I was angry with my foe:
I told it not, my wrath did grow.
The wrath a person harbors in his heart gets a metaphor in the apple tree, which he nurtures with the fear and anguish brought about by the burden of hatred on his soul.
And I watered it in fears,
Night and morning with my tears;
And I sunned it with smiles,
And with soft deceitful wiles.
The word “deceitful” gives us a key to this stanza.
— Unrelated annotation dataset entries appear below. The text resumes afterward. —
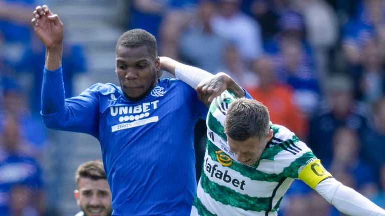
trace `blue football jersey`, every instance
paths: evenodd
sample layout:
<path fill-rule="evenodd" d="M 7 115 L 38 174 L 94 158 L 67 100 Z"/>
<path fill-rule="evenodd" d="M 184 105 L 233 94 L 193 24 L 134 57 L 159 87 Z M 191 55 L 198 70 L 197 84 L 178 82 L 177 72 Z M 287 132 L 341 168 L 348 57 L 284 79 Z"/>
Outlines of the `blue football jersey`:
<path fill-rule="evenodd" d="M 180 80 L 159 80 L 139 102 L 97 84 L 64 98 L 61 68 L 45 70 L 42 115 L 47 126 L 100 142 L 113 215 L 189 215 L 196 194 L 194 128 L 207 108 Z"/>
Despite his tortured spirit, the man continues to appear and behave with civility to the object of his hatred, who does not suspect malice behind the graciousness.
And it grew both day and night,
Till it bore an apple bright;
And my foe beheld it shine,
And he knew that it was mine.
In the end, because treachery lurks behind the apparent good nature displayed by the secretly angry man, the object of his anger in effect finds himself stabbed in the back.
And into my garden stole,
When the night had veiled the pole:
In the morning glad I see
My foe outstretched beneath the tree.

The faithless heart offers a bowl of fruit different from that on the table. This fruit comes out of the heart, rather than enters the mouth, of a person, and defiles him or her. Of this, Jesus gave us a generic, non-exhaustive list: evil ideas, sexual immorality, theft, murder, adultery, greed, evil, deceit, debauchery, envy, slander, pride, folly.

At times I watch the school children during recess rushing out of the gate towards the boiled bananas and the other snacks. I know that the years would bring them knowledge of food other than that laid out by the vendors, fruit that they themselves would produce instead of eat. Time would give them the choice of yield – whether wholesome or poisonous.